Spat's WebLog (Steve Patrick)

When things go wrong...

What's bogging down your CPU?

What's bogging down your CPU?

  • Comments 4

This was inspired from  a case where we had multiple perf issues ( CPU utilization )

 

It is important to make sure you know where your problem really is, and 99% of the time I rely on perfmon to get accurate data related to this.

 

I generally think of these 4 components as potential bottlenecks: Disk, Network, Processor , and Memory.

 

Most of the items I work on,  are CPU\Memory issues,  and in these cases it important to know what the problem (  these are  really symptoms  from my POV)  really is.

 

·         Is it high CPU – pegged 100% for prolonged periods?
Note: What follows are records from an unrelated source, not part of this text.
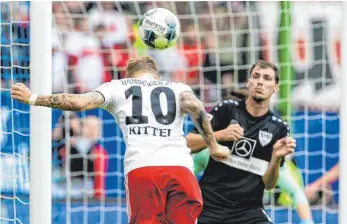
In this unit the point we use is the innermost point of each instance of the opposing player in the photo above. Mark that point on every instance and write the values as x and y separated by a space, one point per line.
258 140
160 184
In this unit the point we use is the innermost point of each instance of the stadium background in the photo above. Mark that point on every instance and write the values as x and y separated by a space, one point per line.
219 42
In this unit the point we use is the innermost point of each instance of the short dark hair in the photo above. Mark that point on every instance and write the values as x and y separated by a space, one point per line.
267 64
141 63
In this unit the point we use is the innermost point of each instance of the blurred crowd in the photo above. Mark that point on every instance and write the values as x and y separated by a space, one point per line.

·         What process is it?

·         Is it CPU spikes? We hit 100% for a few min. and then down and up again?

·         Is it abnormal CPU – but not 100%? Maybe 40-60%  either steady  or spiking?

 

 

·         When it comes to memory – is it a memory leak or you just think the process should not be using “that much memory”

·         This is important to understand, as a memory leak will continue to grow, but the other will plateau, and troubleshooting ( if even necessary ) would differ.

 

 

I can't stress how important it is to know exactly what is going on when it comes to the bullet points above. It is a complete waste to move forward based on assumptions or "we think it has high CPU at such and such a time..."

 

Perfmon can track all of the scenarios I listed above and a depending on how long the problem lasts, a good 1-3 day perfmon will be my best source of data to really find out whats going on ( from a high level )

 

In addition you can enable additional heap counters to assist in memory  issues ( like fragmentation ). These are really nice sometimes...BTW

 

 

Scenario 1:

=======

Abnormal CPU from services.exe  - not hanging the machine at 100% but a continuous 40-60% usage.

Windows 2000 OS – SP4 with SRP

 

So, you know what process it is, but how to find out what it is doing?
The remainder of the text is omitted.